All down Wellington Street people could be seen fluttering out the pink sheets and reading, and the Strand was suddenly noisy with the voices of an army of hawkers following these pioneers. По всей Веллингтон-стрит можно было увидеть, как люди развевают розовые простыни и читают, а на Стрэнде внезапно зашумели голоса армии лоточников, следующих за пионерами. Men came scrambling off buses to secure copies. ||||||obtain| Homens saíram correndo dos ônibus para conseguir cópias. Мужчины вылезали из автобусов, чтобы забрать копии. Certainly this news excited people intensely, whatever their previous apathy. The shutters of a map shop in the Strand were being taken down, my brother said, and a man in his Sunday raiment, lemon-yellow gloves even, was visible inside the window hastily fastening maps of Surrey to the glass. As venezianas de uma loja de mapas em Strand estavam sendo retiradas, disse meu irmão, e um homem com sua roupa de domingo, até luvas amarelo-limão, estava visível dentro da janela, prendendo mapas de Surrey às pressas no vidro.
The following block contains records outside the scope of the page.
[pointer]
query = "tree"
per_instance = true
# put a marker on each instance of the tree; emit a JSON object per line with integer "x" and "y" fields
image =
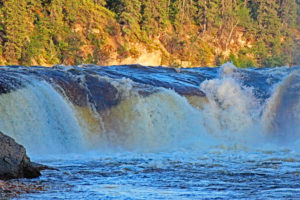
{"x": 16, "y": 22}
Going on along the Strand to Trafalgar Square, the paper in his hand, my brother saw some of the fugitives from West Surrey. Seguindo pela Strand até Trafalgar Square, o jornal na mão, meu irmão viu alguns dos fugitivos de West Surrey. There was a man with his wife and two boys and some articles of furniture in a cart such as greengrocers use. Havia um homem com sua esposa e dois meninos e alguns móveis em uma carroça, como o que os verdureiros usam. Там был мужчина с женой и двумя мальчиками, а также несколько предметов мебели в тележке, которую используют овощники.